Sembra una lotta quasi impari contro le grandi finanziarie che si comprano a prezzi per loro irrisori pezzi di città un tempo pubblici, contro potentissime piattaforme come Airbnb che si prepara a spendere 10 milioni di dollari per influenzare le prossime elezioni di New York. Una cifra importante per far eleggere rappresentanti cittadini favorevoli a cancellare le attuali restrizioni che trasformano le prossime elezioni newyorkesi nel terreno di scontro per il controllo del mercato immobiliare, diviso tra chi vuole case a prezzi accessibili e chi difende il diritto a monetizzare le sue proprietà.
A quel 34% di fiorentini che lamenta la scomparsa delle botteghe storiche, quel 31% che invece lamenta la Disneylandizzazione del centro e quel 19% la perdita di identità culturale, ma che al tempo stesso pensano per 51% che il turismo sia un volano economico, è bene ricordare che il turismo ha una scarsa ricaduta sul territorio a livello di redistribuzione della ricchezza. I guadagni sono per pochi e i costi sono invece per la collettività in classico stile capitalista.

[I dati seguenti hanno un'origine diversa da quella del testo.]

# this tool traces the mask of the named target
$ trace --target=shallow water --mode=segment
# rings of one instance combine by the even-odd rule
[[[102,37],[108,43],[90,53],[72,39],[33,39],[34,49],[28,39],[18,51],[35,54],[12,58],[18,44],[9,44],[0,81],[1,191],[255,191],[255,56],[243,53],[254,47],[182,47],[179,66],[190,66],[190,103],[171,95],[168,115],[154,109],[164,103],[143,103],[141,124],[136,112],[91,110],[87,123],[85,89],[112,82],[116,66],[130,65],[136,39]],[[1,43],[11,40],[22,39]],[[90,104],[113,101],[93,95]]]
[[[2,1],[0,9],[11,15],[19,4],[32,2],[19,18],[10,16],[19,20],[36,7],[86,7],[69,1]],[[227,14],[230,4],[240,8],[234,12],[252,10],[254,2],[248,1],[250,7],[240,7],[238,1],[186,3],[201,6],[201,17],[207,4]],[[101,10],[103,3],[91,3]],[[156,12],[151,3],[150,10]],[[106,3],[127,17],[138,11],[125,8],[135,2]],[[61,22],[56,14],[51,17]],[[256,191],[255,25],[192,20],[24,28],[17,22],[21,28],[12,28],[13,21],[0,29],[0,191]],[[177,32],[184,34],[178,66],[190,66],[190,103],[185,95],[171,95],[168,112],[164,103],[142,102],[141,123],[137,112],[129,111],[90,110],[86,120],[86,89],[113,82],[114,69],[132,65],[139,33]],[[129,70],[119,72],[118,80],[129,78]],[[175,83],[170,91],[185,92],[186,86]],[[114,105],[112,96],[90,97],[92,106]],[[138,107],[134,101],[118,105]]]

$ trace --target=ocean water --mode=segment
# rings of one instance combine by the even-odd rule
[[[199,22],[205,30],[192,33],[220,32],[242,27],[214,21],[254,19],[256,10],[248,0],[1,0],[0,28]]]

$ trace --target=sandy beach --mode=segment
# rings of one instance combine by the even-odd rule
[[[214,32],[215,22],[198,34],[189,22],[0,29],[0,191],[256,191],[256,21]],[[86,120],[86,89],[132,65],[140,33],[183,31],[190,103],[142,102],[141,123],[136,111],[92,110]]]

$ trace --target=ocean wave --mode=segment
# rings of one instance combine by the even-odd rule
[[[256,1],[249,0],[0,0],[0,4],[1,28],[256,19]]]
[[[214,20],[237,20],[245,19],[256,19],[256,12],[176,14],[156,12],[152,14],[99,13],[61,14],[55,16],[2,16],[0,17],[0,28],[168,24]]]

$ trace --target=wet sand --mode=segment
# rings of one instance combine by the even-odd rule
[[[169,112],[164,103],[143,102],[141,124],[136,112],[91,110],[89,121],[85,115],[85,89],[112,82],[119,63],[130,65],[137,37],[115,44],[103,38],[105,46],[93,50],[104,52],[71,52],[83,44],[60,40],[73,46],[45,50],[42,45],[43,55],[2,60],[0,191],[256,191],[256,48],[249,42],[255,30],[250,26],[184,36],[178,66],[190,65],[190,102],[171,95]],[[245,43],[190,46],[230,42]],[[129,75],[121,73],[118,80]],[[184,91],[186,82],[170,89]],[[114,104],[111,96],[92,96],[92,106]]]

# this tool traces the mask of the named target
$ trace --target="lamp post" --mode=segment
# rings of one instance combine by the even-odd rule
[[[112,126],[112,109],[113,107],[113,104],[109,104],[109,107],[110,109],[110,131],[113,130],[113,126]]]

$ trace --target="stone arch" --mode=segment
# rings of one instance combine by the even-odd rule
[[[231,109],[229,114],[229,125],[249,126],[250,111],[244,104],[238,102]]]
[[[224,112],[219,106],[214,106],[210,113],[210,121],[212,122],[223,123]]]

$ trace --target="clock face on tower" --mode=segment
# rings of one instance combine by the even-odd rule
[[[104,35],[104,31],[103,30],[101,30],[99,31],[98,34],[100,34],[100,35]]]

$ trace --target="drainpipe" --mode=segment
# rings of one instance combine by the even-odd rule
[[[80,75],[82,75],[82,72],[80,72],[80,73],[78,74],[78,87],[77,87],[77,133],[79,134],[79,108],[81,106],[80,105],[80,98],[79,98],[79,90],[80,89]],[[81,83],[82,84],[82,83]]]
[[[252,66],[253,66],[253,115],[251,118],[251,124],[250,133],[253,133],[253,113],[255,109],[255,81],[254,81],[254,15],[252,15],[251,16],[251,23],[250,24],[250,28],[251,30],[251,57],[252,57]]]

All’individualismo che spinge molti a pensare che con la loro proprietà privata possono fare quello che vogliono anche se questo è un danno per la collettività la risposta giusta la dà Ada Colau nell’ intervista già citata ‘Il comune può decidere cosa faccio della mia proprietà privata perché la città è uno spazio comune e non uno spazio privato. La città deve essere per tutti’.